È stata fissata al 20 marzo l’udienza in Corte d’assise d’Appello a Cagliari per Igor Sollai, condannato in primo grado all’ergastolo con un anno di isolamento diurno per l’omicidio di Francesca Deidda.

Il presidente della Corte Giovanni Lavena, ha fissato l'udienza alle 9.30 convocando d'ufficio le parti, il fratello della vittima Andrea Deidda, patrocinato all'avvocato Gianfranco Piscitelli e gli zii, rappresentati dai legali Pamela Marianna Piras, Elisabetta Magrini e Roberto Pusceddu.

Gli avvocati difensori Carlo Demurtas e Laura Pirarba, che hanno impugnato la sentenza di primo grado, puntano ad alleggerire la pena per il loro assistito.

«Come ci aspettavamo, la Corte ha fissato con particolare celerità la data dell'udienza di discussione dell'appello – commentano i legali - Continueremo a confrontarci con il nostro assistito in carcere per approfondire gli aspetti affrontati nell'impugnazione, in modo da prepararci e integrare eventualmente le argomentazioni esposte. Come anticipato nelle precedenti fasi, abbiamo contestato la sussistenza di tutte le aggravanti contestate, e chiederemo che la pena venga ridotta di conseguenza».

Obiettivo della difesa è escludere la premeditazione e le aggravanti della crudeltà e della minorata difesa. E far riconoscere le attenuanti legate al comportamento processuale dell’imputato, che favorendo il deposito del fascicolo della Procura in apertura di dibattimento ha garantito la celerità del procedimento in primo grado.

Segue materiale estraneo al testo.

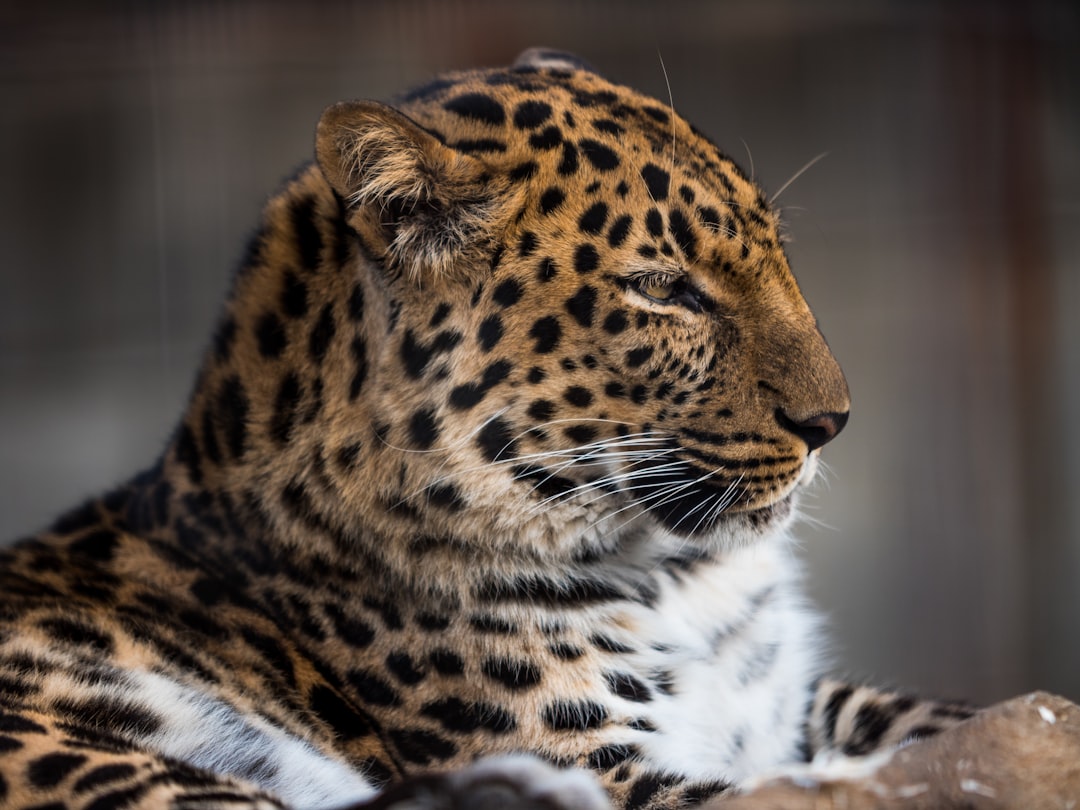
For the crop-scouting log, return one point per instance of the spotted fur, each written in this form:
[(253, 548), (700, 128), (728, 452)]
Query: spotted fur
[(494, 454)]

Secondo quanto ricostruito dalla difesa Sollai non aveva pianificato il femminicidio avvenuto il 10 maggio 2024 a San Sperate. Il delitto, sostengono i legali, si sarebbe consumato al culmine di una lite nell’abitazione della coppia, dove l’uomo avrebbe colpito la 42enne alla testa con un oggetto appuntito provocandone la morte, per poi nascondere il corpo lungo la Vecchia Orientale, nei pressi del ponte romano che porta a San Vito.

Non gioca a favore dell’imputato la sua reticenza durante le indagini: Sollai ha provato a smentire ogni suo coinvolgimento nella morte della donna fino a quando, inchiodato dalle prove, ha confessato.